The battle system also struggled to become complete after the first five hours or so, waiting until you had your primary three party members till you received the option to go all out attack or defense. This is further let down by the fact that your fellow party members are borderline retarded, and that without the huge litany of customisation from the likes of FF XII, they end up wasting mana and generally not giving a shit about their own lives or anyone elses. There are a few commands you can give them like ‘back me up’ or ‘heal’, but the differences between these choices is almost completely unnoticeable, as they will eventually do something stupid and die.
More than once I ended up battling bosses only using Oliver, simply defending and attacking when needed.

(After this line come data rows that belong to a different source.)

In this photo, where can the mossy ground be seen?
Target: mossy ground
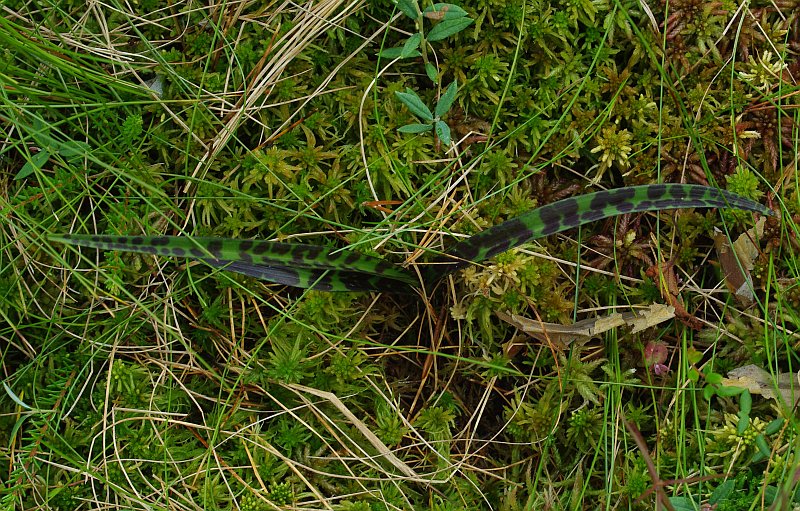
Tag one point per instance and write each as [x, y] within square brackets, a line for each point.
[137, 382]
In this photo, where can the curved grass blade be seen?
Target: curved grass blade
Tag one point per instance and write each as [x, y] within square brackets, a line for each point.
[576, 211]
[292, 264]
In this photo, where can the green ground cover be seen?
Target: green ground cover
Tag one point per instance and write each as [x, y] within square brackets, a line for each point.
[394, 131]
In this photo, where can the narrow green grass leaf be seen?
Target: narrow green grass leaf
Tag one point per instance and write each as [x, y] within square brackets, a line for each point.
[576, 211]
[37, 161]
[393, 53]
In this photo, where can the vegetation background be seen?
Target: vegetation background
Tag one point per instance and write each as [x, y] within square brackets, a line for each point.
[141, 383]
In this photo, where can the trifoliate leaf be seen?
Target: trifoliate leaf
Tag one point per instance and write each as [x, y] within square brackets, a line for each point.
[443, 132]
[408, 7]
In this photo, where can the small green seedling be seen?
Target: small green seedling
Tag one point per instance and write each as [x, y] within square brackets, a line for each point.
[433, 120]
[451, 19]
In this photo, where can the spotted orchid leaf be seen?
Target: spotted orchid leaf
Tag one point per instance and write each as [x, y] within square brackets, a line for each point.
[316, 267]
[293, 264]
[576, 211]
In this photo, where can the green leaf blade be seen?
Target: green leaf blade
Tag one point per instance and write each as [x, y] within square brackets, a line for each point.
[415, 104]
[444, 11]
[443, 132]
[576, 211]
[285, 263]
[447, 99]
[415, 128]
[408, 7]
[448, 27]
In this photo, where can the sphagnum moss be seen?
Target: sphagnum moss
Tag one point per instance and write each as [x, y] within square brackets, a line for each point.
[540, 82]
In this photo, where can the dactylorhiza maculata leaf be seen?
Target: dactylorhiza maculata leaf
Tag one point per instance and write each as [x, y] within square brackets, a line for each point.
[315, 267]
[292, 264]
[576, 211]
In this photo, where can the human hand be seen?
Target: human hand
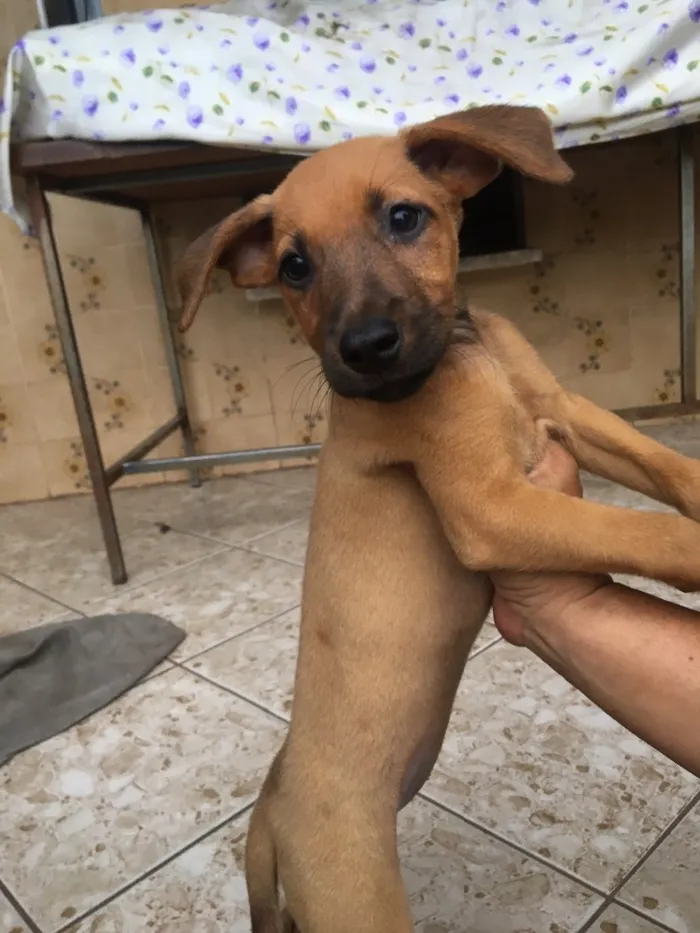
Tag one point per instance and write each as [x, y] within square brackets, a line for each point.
[523, 601]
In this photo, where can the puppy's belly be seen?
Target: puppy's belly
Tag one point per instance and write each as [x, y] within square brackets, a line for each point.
[418, 769]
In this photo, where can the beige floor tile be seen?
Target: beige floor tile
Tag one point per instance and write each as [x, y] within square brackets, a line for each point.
[10, 920]
[216, 599]
[458, 877]
[56, 547]
[258, 665]
[666, 886]
[618, 920]
[288, 543]
[232, 509]
[530, 757]
[21, 608]
[94, 808]
[201, 891]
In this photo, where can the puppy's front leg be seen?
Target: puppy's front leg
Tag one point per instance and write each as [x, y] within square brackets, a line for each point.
[514, 526]
[608, 446]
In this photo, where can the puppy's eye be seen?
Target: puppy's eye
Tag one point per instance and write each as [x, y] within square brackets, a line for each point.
[406, 221]
[295, 270]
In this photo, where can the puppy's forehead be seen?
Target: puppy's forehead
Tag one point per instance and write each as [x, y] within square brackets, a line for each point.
[330, 191]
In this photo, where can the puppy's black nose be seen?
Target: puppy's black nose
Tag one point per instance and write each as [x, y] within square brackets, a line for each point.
[373, 347]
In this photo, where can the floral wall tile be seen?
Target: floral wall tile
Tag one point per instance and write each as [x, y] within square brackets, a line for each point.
[602, 309]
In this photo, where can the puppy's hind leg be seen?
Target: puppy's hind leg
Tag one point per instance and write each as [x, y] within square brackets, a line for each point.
[266, 916]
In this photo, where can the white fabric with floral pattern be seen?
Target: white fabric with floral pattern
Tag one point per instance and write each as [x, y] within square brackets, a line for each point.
[304, 75]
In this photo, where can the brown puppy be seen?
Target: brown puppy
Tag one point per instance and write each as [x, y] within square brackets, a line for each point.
[415, 496]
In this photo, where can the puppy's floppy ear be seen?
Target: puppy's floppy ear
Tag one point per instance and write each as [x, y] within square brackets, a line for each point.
[242, 244]
[464, 151]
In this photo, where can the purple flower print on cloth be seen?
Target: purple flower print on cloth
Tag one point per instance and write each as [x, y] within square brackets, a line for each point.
[302, 133]
[90, 106]
[670, 58]
[195, 116]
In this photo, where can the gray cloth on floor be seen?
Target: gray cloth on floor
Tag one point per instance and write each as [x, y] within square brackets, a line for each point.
[55, 675]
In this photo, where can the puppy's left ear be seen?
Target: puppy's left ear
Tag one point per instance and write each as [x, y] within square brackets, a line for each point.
[464, 151]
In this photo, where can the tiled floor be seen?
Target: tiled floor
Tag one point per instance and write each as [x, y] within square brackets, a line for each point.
[542, 815]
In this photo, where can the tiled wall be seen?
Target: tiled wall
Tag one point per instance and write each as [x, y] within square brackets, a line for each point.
[602, 308]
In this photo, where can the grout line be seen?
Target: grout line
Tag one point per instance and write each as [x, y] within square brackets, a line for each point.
[613, 896]
[494, 834]
[225, 641]
[37, 592]
[232, 692]
[214, 540]
[640, 913]
[19, 909]
[661, 838]
[74, 921]
[282, 560]
[492, 644]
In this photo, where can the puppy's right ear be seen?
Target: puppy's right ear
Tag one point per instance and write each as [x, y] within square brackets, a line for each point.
[241, 244]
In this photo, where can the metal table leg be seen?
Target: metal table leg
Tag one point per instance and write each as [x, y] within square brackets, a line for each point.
[686, 187]
[156, 266]
[41, 217]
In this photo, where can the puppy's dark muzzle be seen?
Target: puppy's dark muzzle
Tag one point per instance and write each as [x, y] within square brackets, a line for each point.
[373, 348]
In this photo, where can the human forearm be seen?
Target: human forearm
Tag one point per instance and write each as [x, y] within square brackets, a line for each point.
[635, 656]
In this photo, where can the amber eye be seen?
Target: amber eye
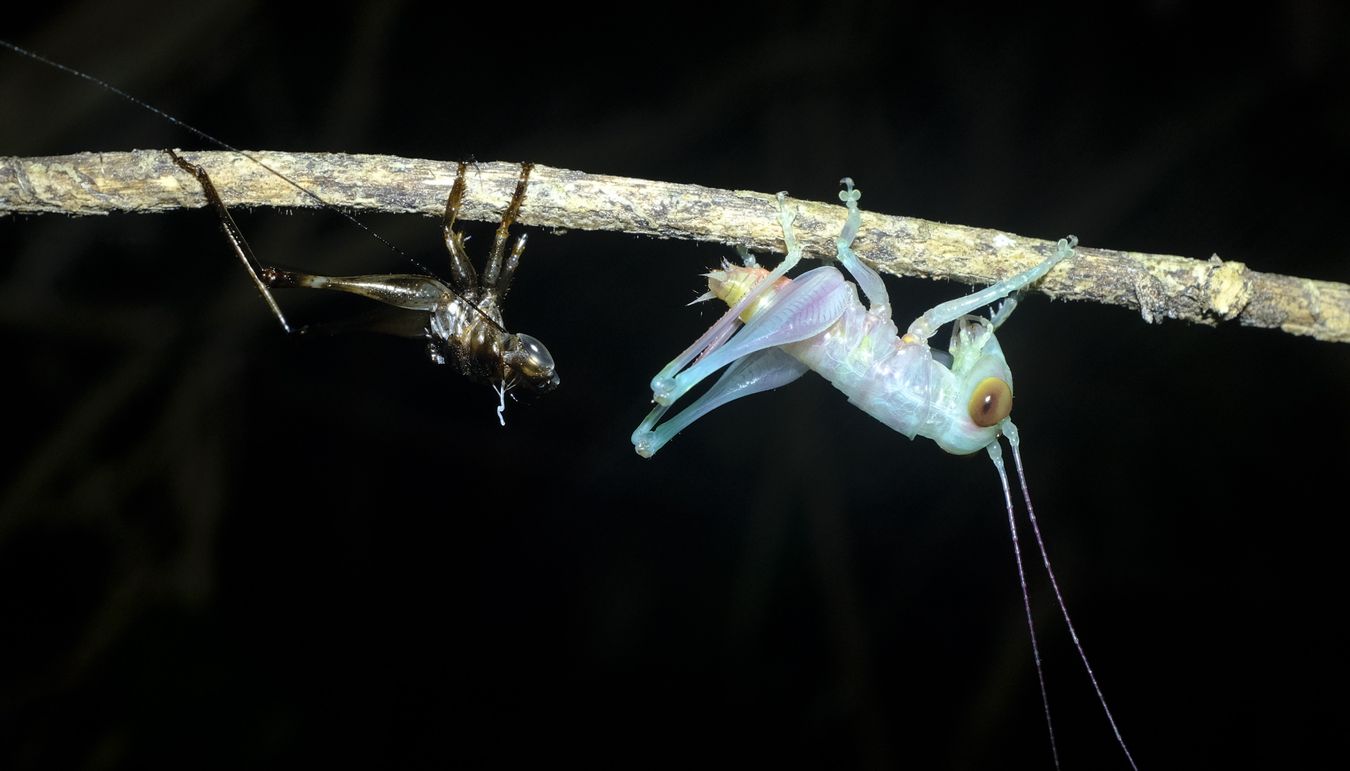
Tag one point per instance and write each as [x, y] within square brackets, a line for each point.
[991, 403]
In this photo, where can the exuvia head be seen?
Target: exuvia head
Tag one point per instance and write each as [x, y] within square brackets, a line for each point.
[528, 365]
[984, 388]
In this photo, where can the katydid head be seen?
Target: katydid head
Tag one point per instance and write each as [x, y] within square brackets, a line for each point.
[528, 365]
[984, 388]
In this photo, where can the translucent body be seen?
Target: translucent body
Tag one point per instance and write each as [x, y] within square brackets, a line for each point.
[778, 328]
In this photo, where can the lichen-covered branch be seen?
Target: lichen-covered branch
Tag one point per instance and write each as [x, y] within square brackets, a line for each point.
[1158, 286]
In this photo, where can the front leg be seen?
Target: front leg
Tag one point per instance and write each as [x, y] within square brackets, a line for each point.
[234, 235]
[870, 281]
[925, 326]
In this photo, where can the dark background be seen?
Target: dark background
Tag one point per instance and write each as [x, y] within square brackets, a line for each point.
[223, 547]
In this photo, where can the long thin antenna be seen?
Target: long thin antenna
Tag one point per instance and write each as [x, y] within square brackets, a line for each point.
[996, 455]
[224, 145]
[1015, 443]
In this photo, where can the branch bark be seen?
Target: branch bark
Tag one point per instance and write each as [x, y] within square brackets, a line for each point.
[1158, 286]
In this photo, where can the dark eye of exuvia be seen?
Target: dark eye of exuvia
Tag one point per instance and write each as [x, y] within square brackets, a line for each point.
[990, 403]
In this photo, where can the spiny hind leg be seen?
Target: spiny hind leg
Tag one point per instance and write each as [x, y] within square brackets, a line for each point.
[462, 274]
[234, 235]
[496, 274]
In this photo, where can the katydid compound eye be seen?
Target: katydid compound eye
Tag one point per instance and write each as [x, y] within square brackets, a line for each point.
[991, 403]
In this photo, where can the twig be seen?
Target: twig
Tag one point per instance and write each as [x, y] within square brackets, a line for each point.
[1158, 286]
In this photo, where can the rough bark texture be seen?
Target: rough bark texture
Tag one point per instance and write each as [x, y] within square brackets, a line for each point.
[1158, 286]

It’s an incredible shame that the customisation and fun to be had with the familiars wasn’t matched by the battle system, because there is so much to do. Sidequests are split between Bounty Hunts and Errands, which are almost criminally addictive. Bounty Hunts will tell you the approximate location of the target, and requires you to actually find it with your own eyes (amazing right) before you can take it down. Errands, while mostly banal fetch quests, are occasionally worthwhile, but normally net you more money and better items.
Beside being rewarded with money and items, you also get stamps, which is probably why my inner twelve year old was so excited. Stamps can then be exchanged for pretty awesome in-game rewards, like receiving more experience, travelling faster and getting more items. And jumping. While you may thing jumping is useless, more than one time in battle I’ve avoided death by jumping with a familiar and grabbing a golden ‘super ability orb’ before it just disappeared.
There’s still more to do though. Alchemy lets you mix items together to create new, better equipment, there is a casino where you can go to gamble (and I mean gamble, it was actually kind of discomforting to see an eleven year old hit up the pokies) to win items and tickets that can be later used at the Solisseum, a place where you can do even more missions and things to win more items and legendary familiars. When you beat the game, more missions open up, and takes you back to just before the final battle.
The question then becomes ‘is it worth doing all the other things if the combat is so mediocre?’. For those of you that fall in love with the party and the familiars, then hell yes it’s worth it, but if your feelings are lukewarm you might just want to plough on through to the final boss and be done with it.